Query Generation for Database Testing Via Machine Learning
Date
Authors
Journal Title
Journal ISSN
Volume Title
Publisher
Abstract
Modern database management systems (DBMSs) are important to data-driven applications. However, testing DBMS bugs is still a challenging task as the DBMS is a very complex system. Bugs in the DBMS often appear only under specific execution plan patterns, such as nested-loop joins combined with aggregation. Reproducing such bugs requires generating SQL queries whose execution plans contain the pattern that triggers the bug. Existing rule-based query generators and learning-based approaches both fail to generate queries under the execution plan pattern constraint. To overcome this limitation, we propose QueryMorpher, a plan-driven query generation framework that generates SQL queries from the problematic execution plan that triggers the bug. QueryMorpher begins with a problematic execution plan and a plan pattern that triggers the bug, and implements a sequence of learned plan mutation operations guided by a sequence-to-sequence model. The mutated plan is then translated back into SQL by using a plan-to-query translation module, which guarantees that the resulting query reproduces the desired execution plan while remaining syntactically and semantically valid.
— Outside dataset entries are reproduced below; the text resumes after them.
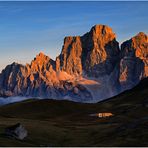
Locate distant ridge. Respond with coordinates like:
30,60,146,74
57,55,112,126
0,25,148,102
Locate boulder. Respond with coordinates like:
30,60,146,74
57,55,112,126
5,123,28,140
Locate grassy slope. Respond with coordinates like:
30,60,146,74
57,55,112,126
0,79,148,146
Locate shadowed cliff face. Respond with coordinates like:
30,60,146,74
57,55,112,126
57,25,120,77
0,25,148,102
119,32,148,89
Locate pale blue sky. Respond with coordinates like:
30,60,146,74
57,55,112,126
0,1,148,70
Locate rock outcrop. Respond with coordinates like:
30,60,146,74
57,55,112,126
0,25,148,102
119,32,148,89
57,25,120,77
5,123,28,140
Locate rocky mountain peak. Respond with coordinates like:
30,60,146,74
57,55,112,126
91,25,116,38
30,52,55,72
0,25,148,101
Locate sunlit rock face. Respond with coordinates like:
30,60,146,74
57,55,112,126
57,25,120,77
0,25,148,102
119,32,148,89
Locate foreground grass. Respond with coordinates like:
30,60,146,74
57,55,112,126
0,79,148,146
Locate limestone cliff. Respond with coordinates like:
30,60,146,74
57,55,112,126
0,25,148,102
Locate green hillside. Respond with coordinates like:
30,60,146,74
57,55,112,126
0,79,148,146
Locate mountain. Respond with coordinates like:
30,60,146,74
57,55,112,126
0,25,148,102
0,78,148,147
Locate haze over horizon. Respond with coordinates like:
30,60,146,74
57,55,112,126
0,2,148,70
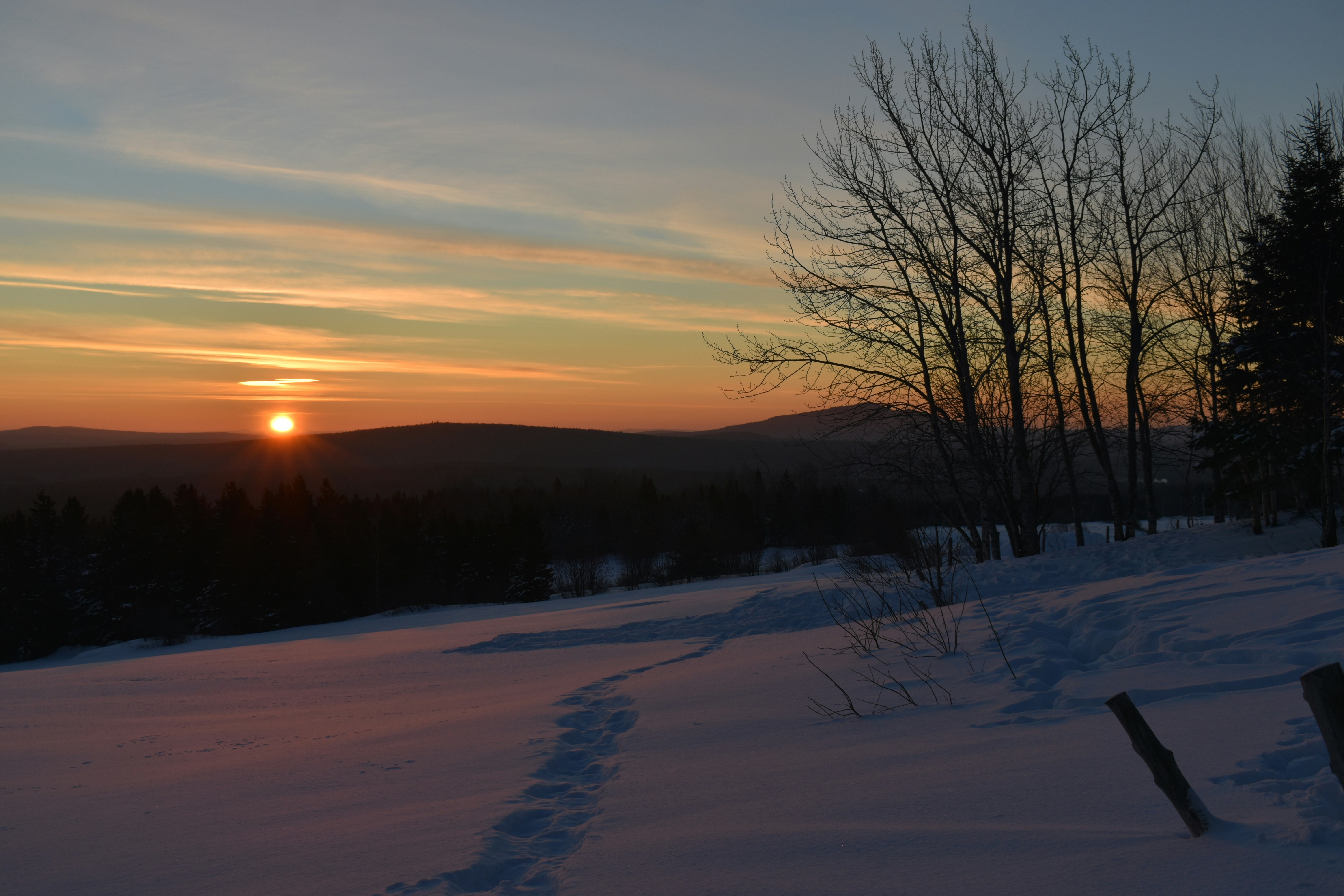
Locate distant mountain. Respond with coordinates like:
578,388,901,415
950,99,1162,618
0,423,871,512
0,426,257,451
638,404,895,442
Experimental results demonstrate that QueryMorpher can generate diverse and valid queries whose execution plans contain the user-defined patterns. On TPC-H, QueryMorpher achieves a target-pattern rate of 0.6 vs 0.4 for the best baseline, while maintaining 10% higher plan diversity under the same budget. On TPC-DS, QueryMorpher achieves similar improvements, indicating that QueryMorpher is stable on different database schemas. By bridging the gap between query generation and query execution plan control, QueryMorpher enables automated and controllable DBMS testing.